I would make clear distinction between risk of AGI going rogue and AGI being used by people with poor ethics. In general, the problem of preventing a machine of accidentally doing due to malfunction is very different from preventing people from malicious use. If the idea of AI scientist can solve the first problem then it is worth promotion.
Preventing bad actors from using AI is difficult in general because they could use open source version or develop one on their own - especially the state actors could do that. Thus, IMHO the best way to prevent, for example North Korea decides to use AI against US is for the US to have superior AI on its own.

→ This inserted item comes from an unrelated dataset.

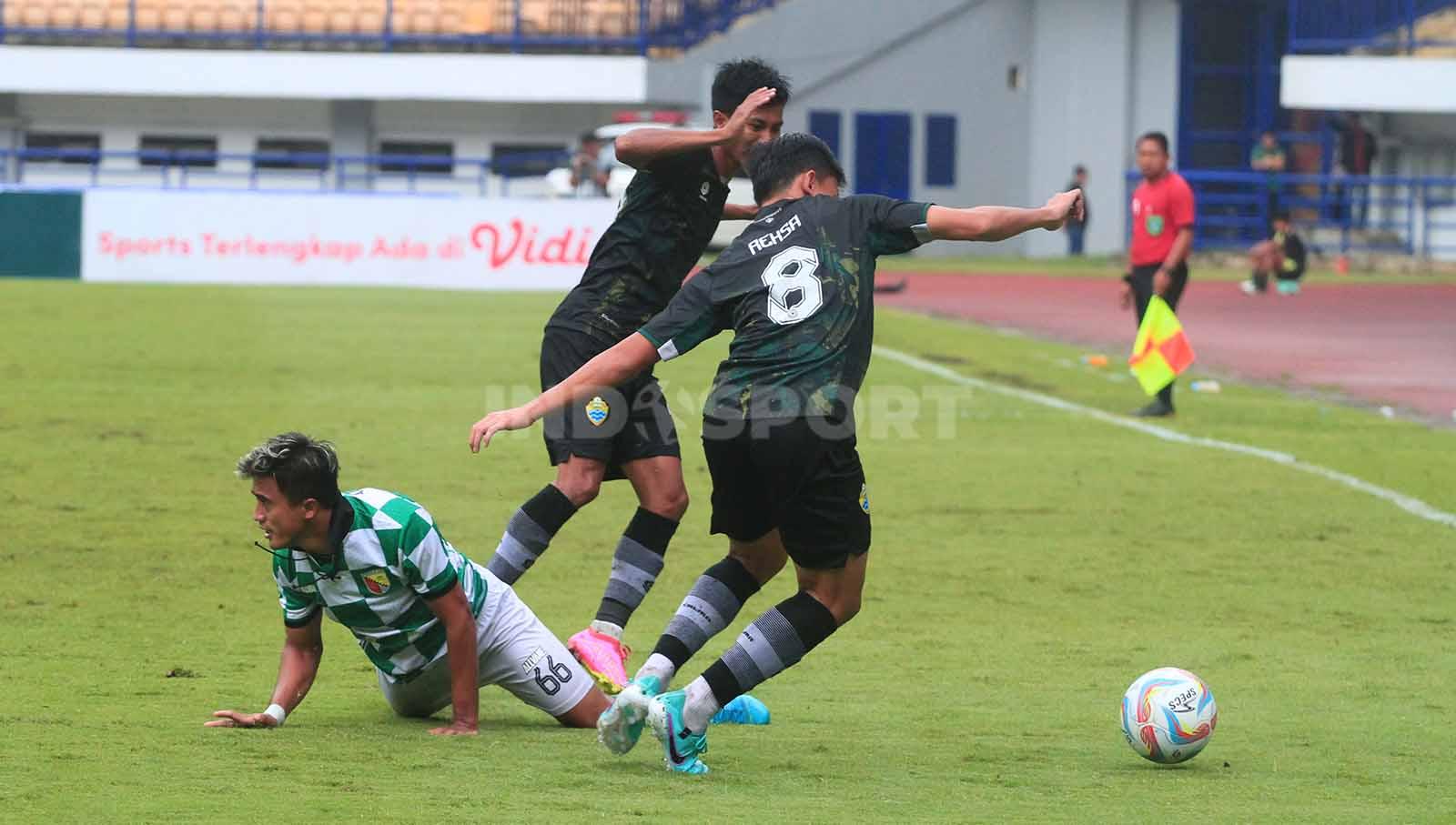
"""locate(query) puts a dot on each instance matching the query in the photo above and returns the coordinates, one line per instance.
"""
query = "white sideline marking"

How about using Yoshua Bengio's AI scientist (https://yoshuabengio.org/2023/05/07/ai-scientists-safe-and-useful-ai/) for alignment? The idea for AI scientist is to train AI to just understand the world (quite like LLMs do) but don't do any human values alignment. AI scientist just sincerely answers questions but doesn't consider any implications of providing the answer or whether humans like the answer or not. It doesn't have any goals.
When user asks the main autonomous system to produce detailed plan to achieve the given goal - this plan may be too complicated to be understood for human. Human may not spot potential hidden agenda. But AI scientist may be used to look at the plan and answer the questions about potential implications - can it be illegal, controversial, harm any humans, etc. Wouldn't that prevent rogue AGI scenario?